## The Electrodynamics of Comet Dust

It was believed that the principle force acting on the dust in a comet’s trail was radiation pressure. In 1982, Professor M.K. Wallis and Professor M.H.A. Hassan (later Dean of the University of Khartoum and President of the Network of Academies of Science in Africa) showed that in a certain regime electromagnetic forces dominated those from radiation pressure. This had very practical consequences as certain spacecraft (such as Giotto and Vega) had shields that did not account for this fact.

1. A particle in a uniform magnetic field will naturally go in a circle with a characteristic radius and frequency (known equivalently as the cyclotron radius, Larmor radius, gyroradius, etc.). Given that $\omega=10^{-23}\frac{\omega_p}{a^2}$ where the initial factor is due to a plasma physics calculation, $.01 \mu m\leq a\leq .1 \mu m$ is the radius of our piece of comet dust, and $\omega_p$ is the cyclotron radius of the proton in a $10^{-4}$ Gauss magnetic field. Calculate the cyclotron radius of the proton and give the order of magnitude of the expected radius and period of circular motion using the fact that a typical speed of a grain caught in a solar wind is $\sim 10^5ms^{-1}$. Compare this to the 270m width of Hailey’s comet and the time it takes the comet to be in an entirely new place $\sim$.1s.

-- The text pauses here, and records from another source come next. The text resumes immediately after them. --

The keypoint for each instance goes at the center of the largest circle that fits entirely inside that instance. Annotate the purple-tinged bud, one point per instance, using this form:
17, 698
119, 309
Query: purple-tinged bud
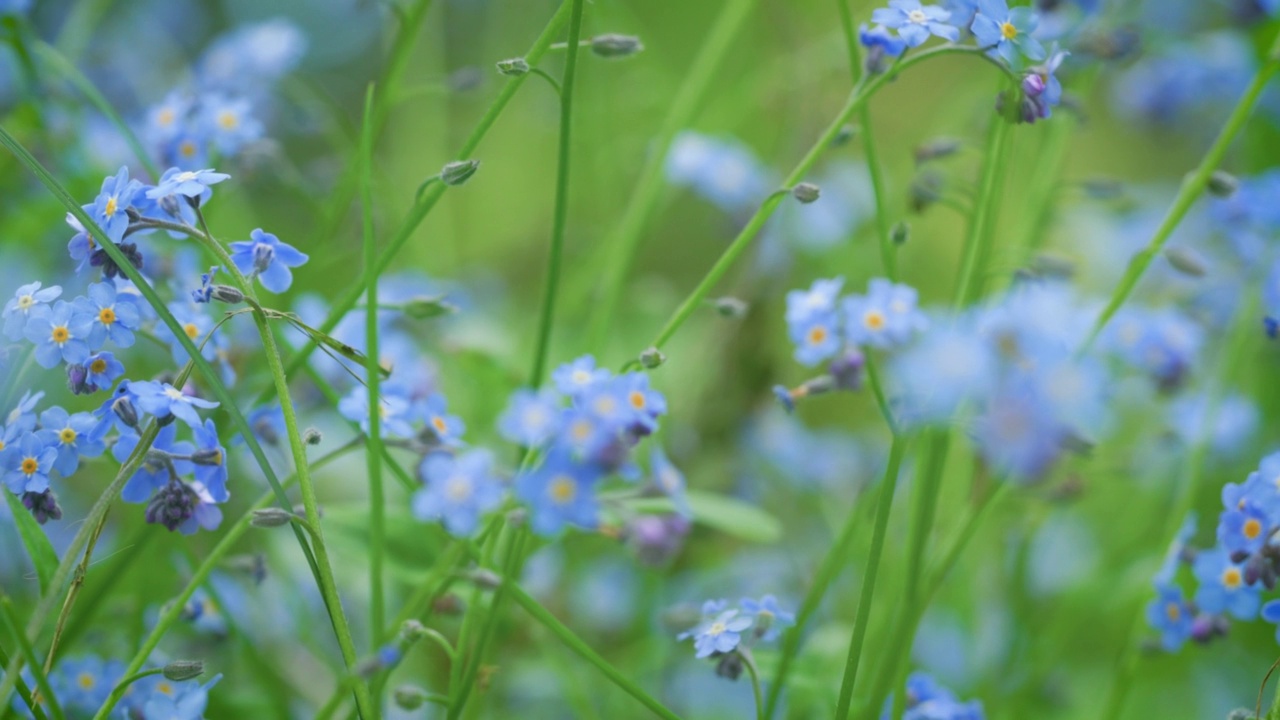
846, 369
42, 506
77, 381
173, 505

2. The long length and timescale of cyclotron motion compared to the comet means that linear motion is a good approximation in our case; show this by calculating the dominant contribution to  $m\dot{v}=q(E+v\times B)$, the acceleration tangential to the comet.

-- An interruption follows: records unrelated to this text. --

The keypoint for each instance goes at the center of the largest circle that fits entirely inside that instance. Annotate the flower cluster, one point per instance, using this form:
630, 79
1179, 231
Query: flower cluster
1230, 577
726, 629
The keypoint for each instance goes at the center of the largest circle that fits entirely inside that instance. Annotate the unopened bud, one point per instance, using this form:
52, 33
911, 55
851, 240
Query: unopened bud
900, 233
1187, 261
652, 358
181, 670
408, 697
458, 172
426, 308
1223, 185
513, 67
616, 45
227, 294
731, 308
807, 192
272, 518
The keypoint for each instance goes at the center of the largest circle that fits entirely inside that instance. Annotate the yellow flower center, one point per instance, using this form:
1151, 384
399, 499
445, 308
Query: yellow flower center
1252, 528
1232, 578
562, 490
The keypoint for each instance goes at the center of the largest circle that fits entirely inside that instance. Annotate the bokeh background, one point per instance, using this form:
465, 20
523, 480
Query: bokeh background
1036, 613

3. The smaller grains are also subject to radiation acceleration $a_r\sim g_1*(\frac{a}{.1\mu m})^s$. Calculate $v_{tot}$ assuming the grain undergoes cylotron motion with radius $8*10^7m$ (this radius is due to effects on the charge of the grain that we have elided for simplicity).

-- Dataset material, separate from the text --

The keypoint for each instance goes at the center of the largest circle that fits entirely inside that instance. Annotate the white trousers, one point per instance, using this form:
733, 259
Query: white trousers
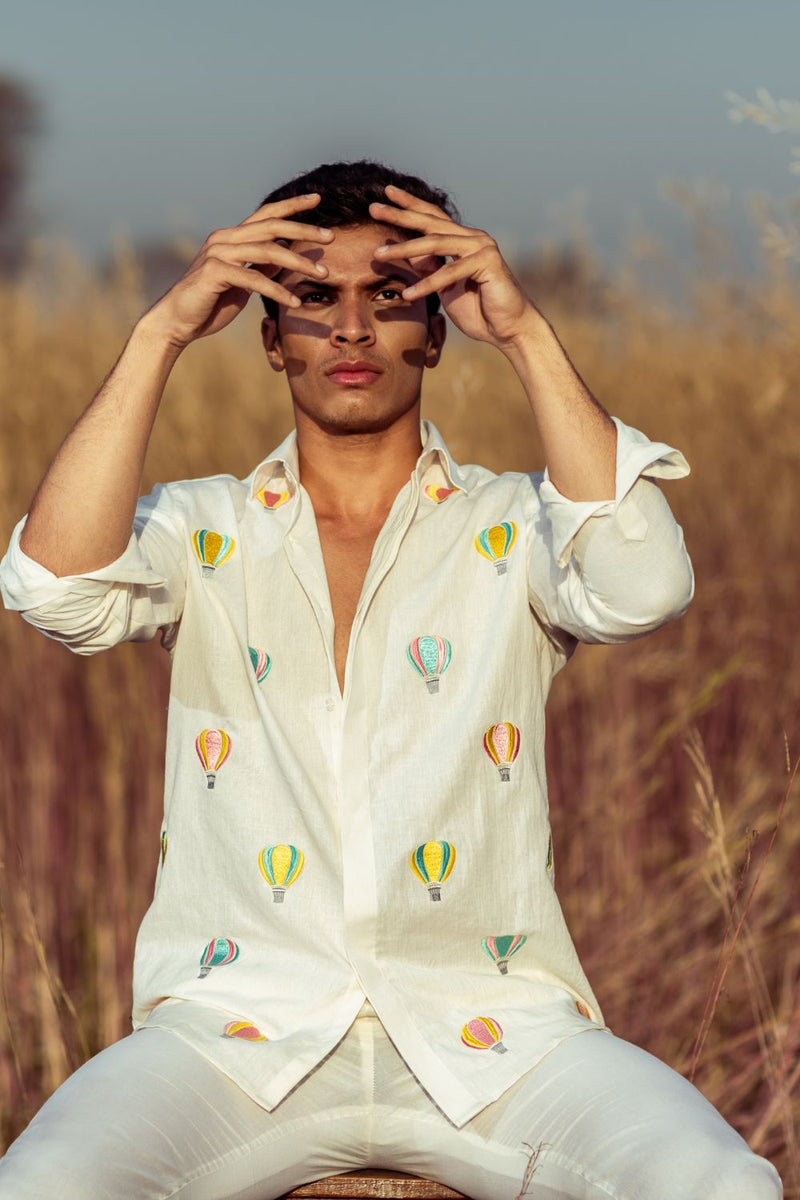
150, 1119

4. The stream of particles generated by these effects will be confined to a characteristic radius, calculate $L=\frac{v_{tot}^2}{|a_{tot}|}$ to see how far one must be from the comet to avoid this high-speed stream of charged particles.

References:

Electrodynamics of submicron dust in the cometary coma.
Wallis, M. K. ; Hassan, M. H. A.
Astronomy and Astrophysics (ISSN 0004-6361), vol. 121, no. 1, May 1983, p. 10-14.